Al igual que hiciera el viceministro coordinador, Gonzalo Carpintero, el intendente de Rawson pidió ayer a los empresarios de la Flota Amarilla que hagan un esfuerzo por solucionar el conflicto que mantienen con el Somu hace 3 meses y que hizo perder la actual temporada, con importantes consecuencias económicas para la capital provincial.
Según dijo, "creo que en una negociación, en un conflicto de casi 90 días, me parece que en una negociación hay alguien que tiene que ceder", pero en este caso "pasan los días, pasan las horas, y la cuestión social cada vez es peor". Destacó que "nosotros desde la provincia o desde el municipio atendemos cuestiones sociales a diario, relacionadas con el sector pesquero, imagínense más adelante, algunos ya tienen problemas de alquileres, ya empiezan las clases".
Esto se debe, sostuvo López, a que "lo que entraba en las casas de familias los dos primeros meses, o en esta temporada alta no ingresó, y entonces lo que sí rescato es la actitud presente del Estado. Pero bueno, esto no se puede prolongar indefinidamente".
LOS DE AFUERA
Para el intendente capitalino, en este conflicto pesquero "en realidad perdemos todos, y ganan algunos, que son los que no están acá justamente". Opinó que es ya "un conflicto demasiado largo, ha perdido la comunidad, perdieron los trabajadores y han ganado unos pocos, o sea los que manejan los precios internacionales".
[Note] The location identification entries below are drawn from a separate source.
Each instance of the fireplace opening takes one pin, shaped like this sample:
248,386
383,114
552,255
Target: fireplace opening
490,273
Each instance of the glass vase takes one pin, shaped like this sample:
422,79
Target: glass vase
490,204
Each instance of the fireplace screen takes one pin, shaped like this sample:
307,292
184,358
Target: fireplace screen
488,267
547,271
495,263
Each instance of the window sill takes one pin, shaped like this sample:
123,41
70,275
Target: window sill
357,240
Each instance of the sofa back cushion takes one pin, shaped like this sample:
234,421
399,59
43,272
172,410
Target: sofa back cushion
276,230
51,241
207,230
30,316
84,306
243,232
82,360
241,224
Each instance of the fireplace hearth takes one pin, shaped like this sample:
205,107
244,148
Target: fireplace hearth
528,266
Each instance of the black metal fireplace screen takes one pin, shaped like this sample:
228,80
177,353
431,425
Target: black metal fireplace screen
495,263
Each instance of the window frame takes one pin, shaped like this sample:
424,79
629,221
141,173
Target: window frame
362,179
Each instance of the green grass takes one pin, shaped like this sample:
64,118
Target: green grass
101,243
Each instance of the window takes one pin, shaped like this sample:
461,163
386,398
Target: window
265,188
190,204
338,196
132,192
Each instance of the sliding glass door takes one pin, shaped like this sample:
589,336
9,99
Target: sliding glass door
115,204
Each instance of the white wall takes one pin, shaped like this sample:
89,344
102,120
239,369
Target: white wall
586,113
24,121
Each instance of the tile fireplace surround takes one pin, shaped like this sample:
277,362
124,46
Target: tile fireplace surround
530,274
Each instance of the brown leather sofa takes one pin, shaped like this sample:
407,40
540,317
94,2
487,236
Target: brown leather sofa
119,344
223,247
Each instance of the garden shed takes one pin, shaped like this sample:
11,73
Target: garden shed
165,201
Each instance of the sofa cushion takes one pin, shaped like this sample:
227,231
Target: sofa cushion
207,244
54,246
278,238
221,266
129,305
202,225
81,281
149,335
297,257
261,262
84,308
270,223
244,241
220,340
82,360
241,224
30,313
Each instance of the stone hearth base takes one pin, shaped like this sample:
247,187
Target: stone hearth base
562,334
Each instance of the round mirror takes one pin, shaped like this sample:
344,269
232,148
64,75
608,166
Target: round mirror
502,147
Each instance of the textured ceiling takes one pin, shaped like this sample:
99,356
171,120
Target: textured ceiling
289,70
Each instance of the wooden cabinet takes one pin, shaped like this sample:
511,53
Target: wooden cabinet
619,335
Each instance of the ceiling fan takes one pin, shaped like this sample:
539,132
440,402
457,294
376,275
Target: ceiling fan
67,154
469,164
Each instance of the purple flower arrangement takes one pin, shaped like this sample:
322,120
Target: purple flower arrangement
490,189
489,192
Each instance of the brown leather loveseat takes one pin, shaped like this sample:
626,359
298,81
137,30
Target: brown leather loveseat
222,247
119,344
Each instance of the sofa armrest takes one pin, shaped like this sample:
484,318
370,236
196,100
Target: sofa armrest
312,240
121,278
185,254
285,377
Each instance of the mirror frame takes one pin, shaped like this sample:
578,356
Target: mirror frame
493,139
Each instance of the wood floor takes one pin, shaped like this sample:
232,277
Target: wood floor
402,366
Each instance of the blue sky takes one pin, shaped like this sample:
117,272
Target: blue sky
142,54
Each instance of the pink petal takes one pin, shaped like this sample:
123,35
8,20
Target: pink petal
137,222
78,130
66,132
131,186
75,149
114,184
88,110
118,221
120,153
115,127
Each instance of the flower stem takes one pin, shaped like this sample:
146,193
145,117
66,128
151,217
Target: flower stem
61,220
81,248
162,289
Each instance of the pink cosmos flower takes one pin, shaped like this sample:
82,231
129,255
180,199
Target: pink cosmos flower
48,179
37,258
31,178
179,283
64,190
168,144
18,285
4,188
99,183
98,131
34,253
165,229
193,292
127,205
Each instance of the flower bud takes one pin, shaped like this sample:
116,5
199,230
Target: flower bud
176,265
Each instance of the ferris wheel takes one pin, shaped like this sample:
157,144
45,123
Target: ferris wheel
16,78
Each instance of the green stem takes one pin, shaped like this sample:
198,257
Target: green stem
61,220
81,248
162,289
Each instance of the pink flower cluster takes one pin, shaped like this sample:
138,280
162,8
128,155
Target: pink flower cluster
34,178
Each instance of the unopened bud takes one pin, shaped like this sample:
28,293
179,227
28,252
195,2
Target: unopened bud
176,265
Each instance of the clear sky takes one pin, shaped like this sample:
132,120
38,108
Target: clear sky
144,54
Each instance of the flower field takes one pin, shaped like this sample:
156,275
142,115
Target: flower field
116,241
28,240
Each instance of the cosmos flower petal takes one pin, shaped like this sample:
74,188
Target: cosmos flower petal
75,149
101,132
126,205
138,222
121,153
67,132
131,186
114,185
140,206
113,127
De todos modos, reconoció que "acá hay algo extra, independientemente de alguna cuestión política, que la hay", pero prefirió no contestar al planteo del radicalismo sobre la influencia de la interna peronista en el tema.
Consultado al respecto, dijo que "es muy bajo lo que dicen los diputados radicales. Prefiero no contestarle. A mi me interesa estar del lado de la gente que hoy no la está pasando bien, tratar de conciliar o de llegar a un arreglo entre la gente que vive acá".